No se habla de retórica ni de marchas exhibicionistas. El pie zapatista en la ciudad de México, firme y exaltado por la sociedad civil, es de plomo pero también de corazón. Así lo demuestra la recepción que se les ha dado y las páginas que narran y opinan sobre las voces indígenas. El encuentro multitudinario con la comunidad capitalina, caracterizado por espontaneidad, entrega y reconocimiento, dista todo con el desencuentro entre zapatistas y gobierno. La desmemoria hacia los acuerdos de San Andrés es alarmante. Incrementa la brecha y dificulta los nuevos diálogos. Ahí subyacen también las tribulaciones de las comunidades chiapanecas: saber que los acuerdos quedaron en el tintero y que por ahora, la abrumadora historia continúa cargando de miseria sus vidas. No hay peor esperanza o deseo que aquel que se tuvo y devino vacío, palabras traicionadas.
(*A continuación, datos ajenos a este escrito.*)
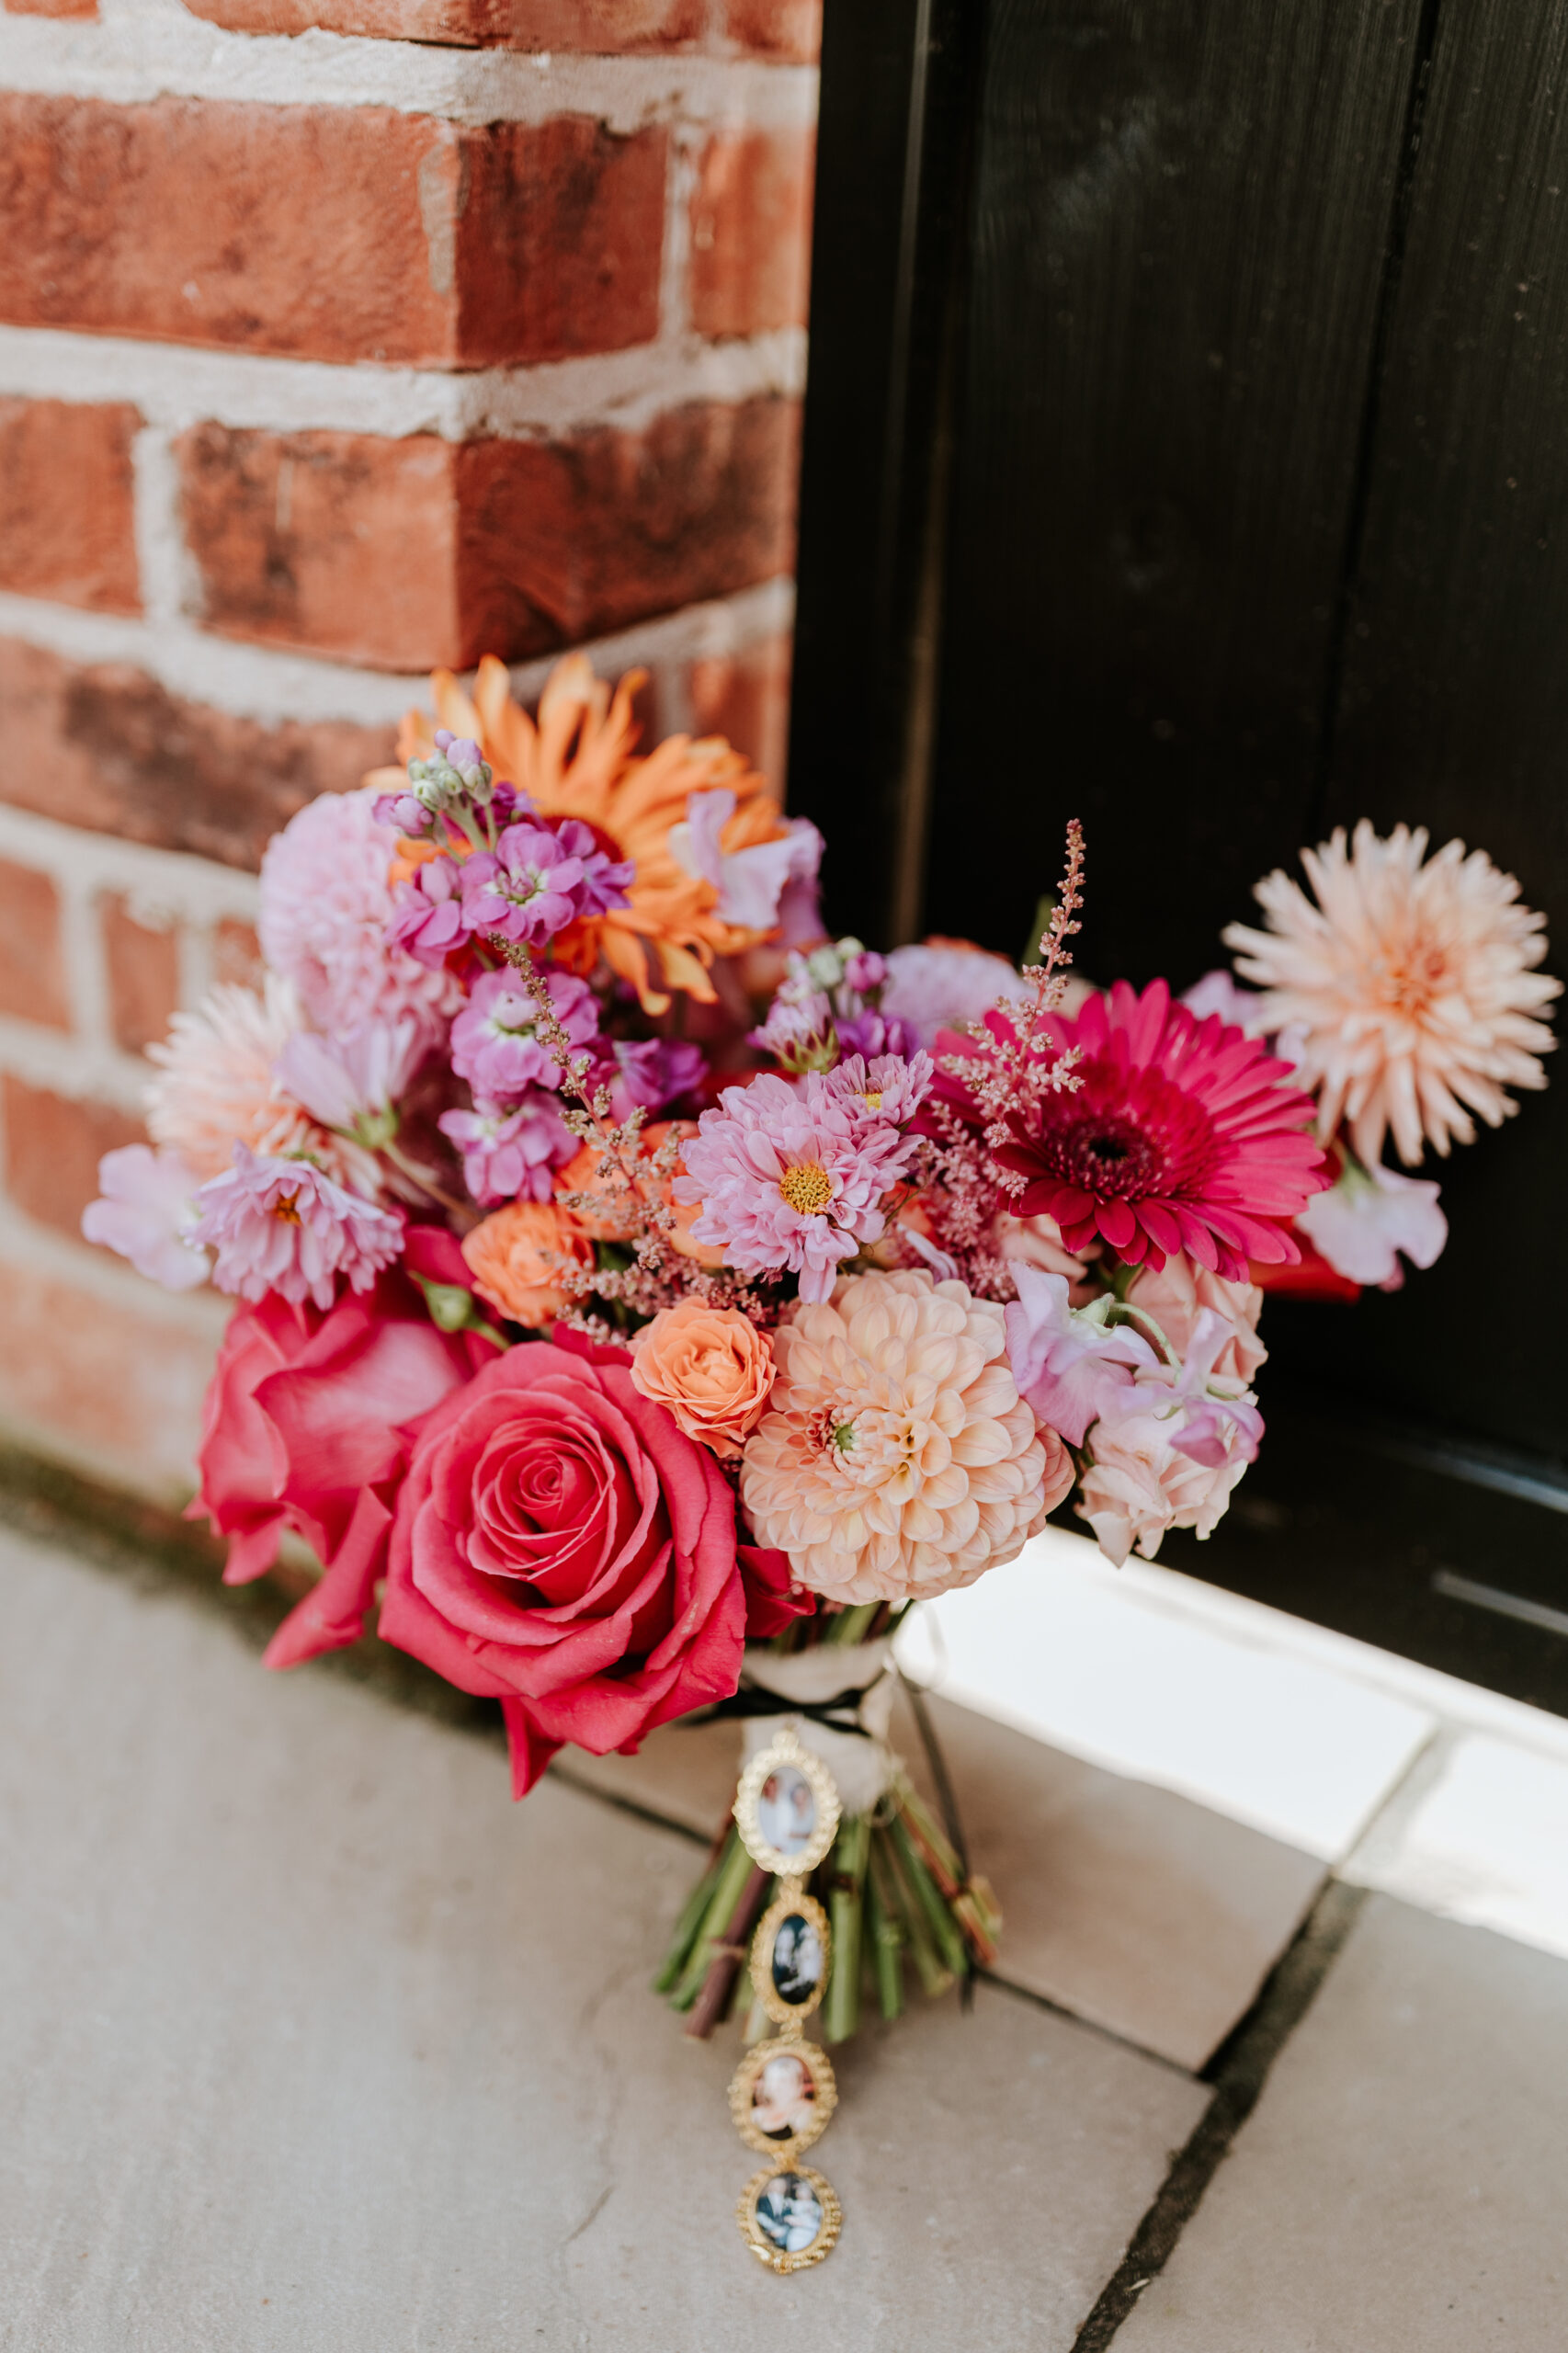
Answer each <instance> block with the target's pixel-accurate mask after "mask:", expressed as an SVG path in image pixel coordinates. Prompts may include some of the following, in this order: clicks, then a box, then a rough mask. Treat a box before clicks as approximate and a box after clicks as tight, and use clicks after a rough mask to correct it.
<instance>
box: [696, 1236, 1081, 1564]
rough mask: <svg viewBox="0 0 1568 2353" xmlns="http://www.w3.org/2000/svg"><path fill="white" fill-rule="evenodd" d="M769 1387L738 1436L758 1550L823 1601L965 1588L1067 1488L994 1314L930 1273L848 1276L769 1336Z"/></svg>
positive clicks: (966, 1294)
mask: <svg viewBox="0 0 1568 2353" xmlns="http://www.w3.org/2000/svg"><path fill="white" fill-rule="evenodd" d="M772 1351H775V1360H777V1367H779V1369H777V1379H775V1386H772V1398H770V1402H768V1412H765V1414H763V1421H760V1424H758V1428H756V1433H753V1435H751V1438H749V1440H746V1452H744V1459H742V1504H744V1508H746V1515H749V1520H751V1525H753V1529H756V1537H758V1544H768V1546H777V1548H779V1551H782V1553H789V1560H791V1567H793V1572H796V1579H798V1581H800V1584H803V1586H810V1588H812V1591H817V1593H824V1595H826V1598H829V1600H833V1602H873V1600H899V1602H902V1600H921V1598H925V1595H930V1593H946V1591H949V1588H951V1586H970V1584H975V1579H977V1577H979V1574H982V1572H984V1569H989V1567H996V1565H998V1562H1003V1560H1012V1558H1015V1555H1017V1553H1019V1551H1022V1548H1024V1541H1026V1539H1029V1537H1031V1534H1034V1532H1036V1529H1038V1527H1043V1522H1045V1515H1048V1513H1050V1511H1052V1508H1055V1506H1057V1504H1059V1501H1062V1497H1064V1494H1067V1489H1069V1487H1071V1480H1074V1466H1071V1459H1069V1457H1067V1449H1064V1447H1062V1440H1059V1438H1057V1435H1055V1433H1052V1431H1041V1428H1036V1419H1034V1412H1031V1409H1029V1405H1024V1400H1022V1398H1019V1393H1017V1384H1015V1381H1012V1372H1010V1367H1008V1334H1005V1325H1003V1311H1001V1308H998V1306H994V1304H991V1301H986V1299H975V1297H972V1294H970V1289H968V1285H963V1282H932V1278H930V1275H928V1273H897V1275H848V1278H841V1282H838V1287H836V1289H833V1299H831V1301H824V1304H819V1306H800V1308H796V1315H793V1320H791V1322H789V1325H782V1327H779V1332H775V1339H772Z"/></svg>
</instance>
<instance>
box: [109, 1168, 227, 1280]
mask: <svg viewBox="0 0 1568 2353" xmlns="http://www.w3.org/2000/svg"><path fill="white" fill-rule="evenodd" d="M99 1186H101V1188H104V1191H101V1198H99V1200H92V1202H87V1207H85V1209H82V1233H85V1235H87V1240H89V1242H101V1245H104V1249H115V1252H118V1254H120V1257H122V1259H129V1261H132V1266H134V1268H137V1273H139V1275H146V1278H148V1282H160V1285H162V1287H165V1292H193V1289H195V1287H198V1285H200V1282H205V1280H207V1275H210V1271H212V1259H210V1257H207V1252H205V1249H198V1247H195V1245H193V1242H191V1240H188V1238H186V1224H188V1221H191V1217H193V1205H195V1195H198V1188H200V1176H198V1174H195V1172H193V1169H188V1167H186V1162H184V1160H181V1158H179V1153H155V1151H151V1148H148V1146H146V1144H122V1146H120V1151H115V1153H104V1158H101V1160H99Z"/></svg>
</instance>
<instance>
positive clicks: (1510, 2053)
mask: <svg viewBox="0 0 1568 2353" xmlns="http://www.w3.org/2000/svg"><path fill="white" fill-rule="evenodd" d="M1566 2181H1568V1962H1563V1960H1556V1958H1549V1955H1544V1953H1535V1951H1530V1948H1526V1946H1519V1944H1511V1941H1507V1939H1502V1937H1495V1934H1490V1932H1488V1929H1474V1927H1457V1925H1453V1922H1448V1920H1434V1918H1429V1915H1424V1913H1417V1911H1410V1908H1408V1906H1403V1904H1396V1901H1394V1899H1389V1897H1370V1899H1368V1906H1366V1911H1363V1915H1361V1920H1358V1922H1356V1927H1354V1932H1351V1937H1349V1944H1347V1946H1344V1951H1342V1955H1340V1960H1337V1962H1335V1967H1333V1972H1330V1974H1328V1979H1326V1984H1323V1988H1321V1991H1318V1998H1316V2002H1314V2005H1311V2009H1309V2012H1307V2017H1304V2021H1302V2024H1300V2026H1297V2031H1295V2035H1293V2040H1290V2042H1288V2045H1285V2049H1283V2054H1281V2057H1278V2061H1276V2066H1274V2073H1271V2078H1269V2082H1267V2087H1264V2094H1262V2101H1260V2104H1257V2111H1255V2113H1253V2118H1250V2120H1248V2125H1245V2127H1243V2129H1241V2134H1238V2139H1236V2146H1234V2148H1231V2155H1229V2158H1227V2162H1224V2165H1222V2169H1220V2174H1217V2177H1215V2181H1212V2184H1210V2188H1208V2195H1205V2198H1203V2205H1201V2207H1198V2212H1196V2214H1194V2219H1191V2221H1189V2224H1187V2231H1184V2235H1182V2240H1180V2245H1177V2249H1175V2254H1172V2259H1170V2264H1168V2268H1165V2271H1163V2273H1161V2278H1158V2280H1154V2285H1151V2287H1149V2289H1147V2294H1144V2297H1142V2301H1140V2304H1137V2308H1135V2313H1132V2318H1130V2320H1128V2322H1125V2327H1123V2329H1121V2334H1118V2337H1116V2353H1351V2348H1354V2353H1561V2346H1563V2341H1566V2339H1568V2318H1566V2313H1568V2233H1566V2231H1563V2184H1566Z"/></svg>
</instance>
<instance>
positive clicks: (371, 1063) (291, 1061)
mask: <svg viewBox="0 0 1568 2353" xmlns="http://www.w3.org/2000/svg"><path fill="white" fill-rule="evenodd" d="M426 1045H428V1031H426V1028H424V1024H421V1021H417V1019H414V1016H412V1014H403V1016H400V1019H396V1021H374V1019H372V1021H360V1024H356V1026H353V1028H348V1031H341V1033H339V1035H337V1038H320V1035H318V1033H315V1031H294V1035H292V1038H290V1040H287V1045H285V1047H283V1054H280V1056H278V1061H275V1064H273V1078H275V1080H278V1085H280V1087H283V1092H285V1094H292V1099H294V1101H297V1104H301V1106H304V1108H306V1111H308V1113H311V1118H313V1120H320V1125H323V1127H332V1129H337V1132H339V1134H348V1136H358V1134H360V1132H363V1129H372V1132H374V1134H381V1132H384V1129H386V1125H388V1120H391V1125H393V1127H396V1118H391V1115H393V1113H396V1106H398V1101H400V1096H403V1094H405V1092H407V1082H410V1080H412V1075H414V1071H417V1068H419V1064H421V1061H424V1052H426Z"/></svg>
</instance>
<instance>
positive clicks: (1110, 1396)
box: [1008, 1259, 1158, 1447]
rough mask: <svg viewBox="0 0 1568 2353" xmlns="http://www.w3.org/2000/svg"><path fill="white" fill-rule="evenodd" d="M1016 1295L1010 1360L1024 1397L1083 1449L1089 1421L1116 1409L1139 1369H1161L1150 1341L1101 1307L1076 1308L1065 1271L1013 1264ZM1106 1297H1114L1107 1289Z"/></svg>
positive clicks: (1013, 1303) (1043, 1414) (1009, 1349)
mask: <svg viewBox="0 0 1568 2353" xmlns="http://www.w3.org/2000/svg"><path fill="white" fill-rule="evenodd" d="M1012 1280H1015V1282H1017V1299H1015V1301H1012V1304H1010V1306H1008V1358H1010V1362H1012V1379H1015V1381H1017V1386H1019V1395H1024V1398H1029V1405H1031V1407H1034V1412H1036V1419H1038V1421H1043V1424H1045V1426H1048V1428H1052V1431H1059V1433H1062V1438H1067V1442H1069V1445H1074V1447H1081V1445H1083V1438H1085V1431H1088V1426H1090V1421H1095V1417H1097V1414H1104V1412H1109V1409H1111V1405H1114V1402H1116V1400H1118V1398H1121V1393H1123V1391H1125V1388H1130V1384H1132V1379H1135V1374H1137V1372H1154V1369H1158V1358H1156V1353H1154V1348H1151V1344H1149V1341H1147V1339H1144V1337H1142V1332H1137V1329H1132V1325H1125V1322H1123V1325H1109V1322H1104V1313H1102V1311H1099V1304H1097V1306H1095V1308H1074V1306H1071V1304H1069V1289H1067V1275H1048V1273H1043V1268H1038V1266H1029V1264H1024V1261H1022V1259H1019V1261H1015V1264H1012ZM1107 1299H1109V1294H1107Z"/></svg>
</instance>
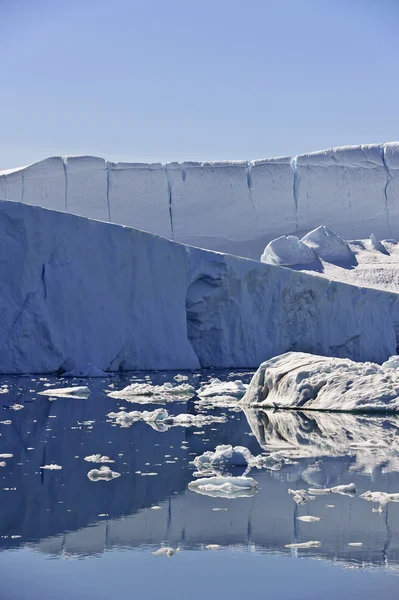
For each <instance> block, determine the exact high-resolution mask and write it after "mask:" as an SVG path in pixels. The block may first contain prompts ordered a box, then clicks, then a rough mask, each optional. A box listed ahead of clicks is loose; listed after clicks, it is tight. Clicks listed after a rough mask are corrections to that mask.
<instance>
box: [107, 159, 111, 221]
mask: <svg viewBox="0 0 399 600" xmlns="http://www.w3.org/2000/svg"><path fill="white" fill-rule="evenodd" d="M106 164H107V207H108V221H109V222H110V223H111V205H110V203H109V177H110V168H109V162H107V163H106Z"/></svg>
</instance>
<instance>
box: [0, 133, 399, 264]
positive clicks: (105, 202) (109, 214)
mask: <svg viewBox="0 0 399 600" xmlns="http://www.w3.org/2000/svg"><path fill="white" fill-rule="evenodd" d="M0 198H5V199H7V200H14V201H18V202H23V203H26V204H33V205H38V206H42V207H44V208H52V209H55V210H60V211H66V212H70V213H74V214H77V215H81V216H86V217H91V218H93V219H99V220H102V221H110V222H113V223H118V224H122V225H128V226H130V227H135V228H137V229H143V230H145V231H149V232H151V233H155V234H158V235H162V236H164V237H167V238H170V239H174V240H176V241H179V242H183V243H187V244H191V245H194V246H199V247H202V248H209V249H211V250H218V251H222V252H229V253H232V254H237V255H240V256H246V257H249V258H258V257H259V256H260V254H261V252H262V251H263V249H264V247H265V246H266V244H267V243H268V242H269V241H270V240H272V239H273V238H276V237H278V236H280V235H283V234H290V233H295V234H296V235H299V236H302V235H303V234H305V233H307V232H308V231H310V230H311V229H314V228H315V227H317V226H318V225H320V224H321V223H323V224H325V225H327V226H329V227H331V228H333V229H334V231H336V232H337V233H338V234H339V235H340V236H342V237H343V238H346V239H353V238H359V237H368V236H369V235H370V233H371V231H373V232H374V233H375V234H376V235H377V236H378V237H380V238H381V237H385V238H386V237H395V236H399V143H394V142H393V143H386V144H372V145H362V146H347V147H342V148H333V149H330V150H324V151H321V152H313V153H310V154H303V155H300V156H296V157H294V158H291V157H282V158H272V159H262V160H254V161H235V162H182V163H169V164H165V165H162V164H160V163H154V164H145V163H112V162H106V161H104V160H103V159H102V158H95V157H89V156H83V157H67V158H61V157H55V158H48V159H46V160H43V161H41V162H39V163H36V164H33V165H30V166H28V167H23V168H20V169H14V170H11V171H4V172H0Z"/></svg>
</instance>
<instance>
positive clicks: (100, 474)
mask: <svg viewBox="0 0 399 600" xmlns="http://www.w3.org/2000/svg"><path fill="white" fill-rule="evenodd" d="M120 476H121V474H120V473H117V472H116V471H112V470H111V469H110V468H109V467H106V466H103V467H100V468H99V469H92V470H91V471H89V472H88V473H87V477H88V478H89V479H90V481H111V479H115V478H116V477H120Z"/></svg>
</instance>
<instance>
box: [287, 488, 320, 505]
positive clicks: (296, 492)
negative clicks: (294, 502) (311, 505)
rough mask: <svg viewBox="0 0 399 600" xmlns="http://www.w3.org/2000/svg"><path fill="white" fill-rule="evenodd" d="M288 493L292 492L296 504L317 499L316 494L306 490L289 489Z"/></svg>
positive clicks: (301, 503) (305, 502)
mask: <svg viewBox="0 0 399 600" xmlns="http://www.w3.org/2000/svg"><path fill="white" fill-rule="evenodd" d="M288 493H289V494H292V496H293V498H292V499H293V501H294V502H295V503H296V504H305V503H306V502H309V501H310V500H315V499H316V496H311V495H310V494H308V492H307V491H306V490H288Z"/></svg>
Los pilares de dichos acuerdos son cotidianidad y norma en cualquier país que se precie por su dignidad y por cobijar a sus ciudadanos: democracia, libertad y justicia. Si nos atenemos exclusivamente a estas peticiones, es preclaro que los reclamos de las comunidades chiapanecas buscan que se les permita tan sólo edificar una vida digna y con esperanza. No hay más. Sin democracia, sin libertad, sin justicia, el México contemporáneo seguirá albergando muchos submundos miserables y muchos millones de habitantes condenados al fracaso y a la rebelión.

Aunque tardíamente, la historia les ha otorgado a los indios chiapanecos presencia y voz. Si bien son cinco siglos de retraso, su imagen, leída sobre todo a través de la pobreza, es ineludible realidad, la cual ni la sociedad civil ni el gobierno pueden omitir. El pretexto de la desmemoria existe hasta que la evidencia confronta el olvido con la excusa y la ausencia de culpa. La marcha zapatista ha evidenciado, a su paso por Oaxaca, Puebla, Morelos y el DF, que el mapa mexicano los tiene presentes. Y los mapas, a través de la ciudadanía, continuarán vindicando a los zapatistas hasta que el gobierno recuerde que hace ya demasiados días firmó, sólo firmó, los acuerdos de San Andrés.